On October 27, Guernsey tax authorities issued a letter to all Guernsey-based Qrops providers, outlining the official regulations for new and existing schemes after extensive discussions with HM Revenue and Customs.
Tax specialist Baker Tilly believes wider changes to Qrops regulation are likely to be announced over the next few days.
Guernsey has stipulated that a lump sum payment restriction of 25 per cent of the fund must apply to residents and non-residents. It is also understood to have tightened the transfer of funds held by non-residents with UK approved pension funds to schemes outside of Guernsey. In such cases, these schemes must have Qrops’ approval or have provisions in respect of benefits that are no more generous than the scheme transferring the funds.
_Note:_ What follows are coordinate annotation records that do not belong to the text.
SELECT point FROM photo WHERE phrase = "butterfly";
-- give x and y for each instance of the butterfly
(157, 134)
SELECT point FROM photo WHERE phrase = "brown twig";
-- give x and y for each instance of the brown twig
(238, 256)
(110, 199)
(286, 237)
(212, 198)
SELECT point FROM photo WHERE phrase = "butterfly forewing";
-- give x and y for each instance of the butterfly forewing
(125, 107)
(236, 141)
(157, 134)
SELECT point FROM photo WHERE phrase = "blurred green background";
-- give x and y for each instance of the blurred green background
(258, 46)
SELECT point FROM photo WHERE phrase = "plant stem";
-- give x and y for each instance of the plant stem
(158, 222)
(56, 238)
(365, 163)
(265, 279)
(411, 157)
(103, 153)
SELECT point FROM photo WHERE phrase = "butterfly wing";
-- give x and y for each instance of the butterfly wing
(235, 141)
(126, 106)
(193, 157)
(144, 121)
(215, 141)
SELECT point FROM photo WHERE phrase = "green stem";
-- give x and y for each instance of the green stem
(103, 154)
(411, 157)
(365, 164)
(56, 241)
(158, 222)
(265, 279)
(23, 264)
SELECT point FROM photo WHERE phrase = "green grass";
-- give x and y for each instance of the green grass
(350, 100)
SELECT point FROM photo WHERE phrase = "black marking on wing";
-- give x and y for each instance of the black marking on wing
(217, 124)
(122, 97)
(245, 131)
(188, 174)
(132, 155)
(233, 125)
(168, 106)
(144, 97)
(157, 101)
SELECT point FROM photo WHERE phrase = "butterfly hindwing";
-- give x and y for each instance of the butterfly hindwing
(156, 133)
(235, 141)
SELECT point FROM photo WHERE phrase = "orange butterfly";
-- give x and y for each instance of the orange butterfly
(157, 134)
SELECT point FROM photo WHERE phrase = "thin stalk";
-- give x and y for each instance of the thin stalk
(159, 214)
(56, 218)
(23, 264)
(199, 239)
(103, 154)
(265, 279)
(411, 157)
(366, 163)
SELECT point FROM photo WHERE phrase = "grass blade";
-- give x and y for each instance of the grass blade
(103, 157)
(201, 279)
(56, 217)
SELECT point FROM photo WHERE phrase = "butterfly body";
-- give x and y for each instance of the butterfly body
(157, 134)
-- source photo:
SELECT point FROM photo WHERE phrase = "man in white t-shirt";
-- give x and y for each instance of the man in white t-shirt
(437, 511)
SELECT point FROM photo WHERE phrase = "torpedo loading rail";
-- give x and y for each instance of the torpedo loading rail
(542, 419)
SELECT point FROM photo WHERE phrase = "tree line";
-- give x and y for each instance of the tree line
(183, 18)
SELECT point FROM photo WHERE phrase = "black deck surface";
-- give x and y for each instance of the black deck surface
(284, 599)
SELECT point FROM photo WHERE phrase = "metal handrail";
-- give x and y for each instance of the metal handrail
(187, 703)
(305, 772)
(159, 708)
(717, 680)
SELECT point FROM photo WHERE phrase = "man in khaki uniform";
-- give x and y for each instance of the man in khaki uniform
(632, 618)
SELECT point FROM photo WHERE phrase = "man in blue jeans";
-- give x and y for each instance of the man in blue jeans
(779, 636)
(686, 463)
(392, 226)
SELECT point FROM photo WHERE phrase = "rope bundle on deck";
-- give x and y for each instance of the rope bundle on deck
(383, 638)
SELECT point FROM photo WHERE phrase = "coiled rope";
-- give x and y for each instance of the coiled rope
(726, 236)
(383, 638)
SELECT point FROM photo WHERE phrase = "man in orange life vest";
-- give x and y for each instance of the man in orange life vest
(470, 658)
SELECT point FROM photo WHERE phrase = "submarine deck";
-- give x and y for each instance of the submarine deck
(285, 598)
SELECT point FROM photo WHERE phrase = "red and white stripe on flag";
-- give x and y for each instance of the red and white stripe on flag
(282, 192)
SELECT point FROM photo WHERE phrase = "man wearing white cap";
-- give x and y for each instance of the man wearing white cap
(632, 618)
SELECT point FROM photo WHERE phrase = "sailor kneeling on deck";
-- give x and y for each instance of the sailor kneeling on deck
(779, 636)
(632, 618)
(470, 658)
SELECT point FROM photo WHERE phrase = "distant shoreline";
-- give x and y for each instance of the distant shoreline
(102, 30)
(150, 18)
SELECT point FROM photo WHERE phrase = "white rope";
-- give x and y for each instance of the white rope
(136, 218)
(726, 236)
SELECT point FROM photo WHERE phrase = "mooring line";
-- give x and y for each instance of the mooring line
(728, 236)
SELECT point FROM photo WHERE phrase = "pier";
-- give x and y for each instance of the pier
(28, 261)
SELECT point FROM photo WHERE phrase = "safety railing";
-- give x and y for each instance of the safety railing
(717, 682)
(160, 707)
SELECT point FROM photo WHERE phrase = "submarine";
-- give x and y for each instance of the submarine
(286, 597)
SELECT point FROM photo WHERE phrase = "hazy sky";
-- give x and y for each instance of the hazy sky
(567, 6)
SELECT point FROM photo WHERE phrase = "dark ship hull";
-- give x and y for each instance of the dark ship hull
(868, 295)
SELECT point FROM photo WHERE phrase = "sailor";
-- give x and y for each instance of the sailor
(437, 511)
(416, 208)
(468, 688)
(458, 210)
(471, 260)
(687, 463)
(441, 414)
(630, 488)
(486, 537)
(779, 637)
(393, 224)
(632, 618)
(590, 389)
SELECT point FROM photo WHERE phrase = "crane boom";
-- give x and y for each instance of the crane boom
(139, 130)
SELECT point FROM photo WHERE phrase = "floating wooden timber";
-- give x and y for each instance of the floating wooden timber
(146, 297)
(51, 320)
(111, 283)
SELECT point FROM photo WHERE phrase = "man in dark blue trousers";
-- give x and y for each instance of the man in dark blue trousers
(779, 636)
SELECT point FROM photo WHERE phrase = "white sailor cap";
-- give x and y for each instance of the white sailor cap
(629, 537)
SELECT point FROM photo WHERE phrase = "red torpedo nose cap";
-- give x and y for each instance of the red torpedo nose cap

Baker Tilly says the restrictions are only intended to apply to new members admitted to schemes and to all members of new schemes approved after October 27. Head of tax George Bull says: “I cannot imagine that Guernsey will have done this believing they will be the only ones to make the change. Over the next few days and months we may see other countries saying they will toe this line as well.”
Concept Group managing director Roger Berry says: “I think everyone, including HMRC, has been surprised by the level of interest in Qrops and this could well lead to other changes in other jurisdictions and from HMRC. We will be watching the pre-Budget report with interest.”
An HMRC spokesman says: “HMRC continues to monitor transfers to Qrops closely and will act proportionately and appropriately should it become clear that the system is open to abuse.”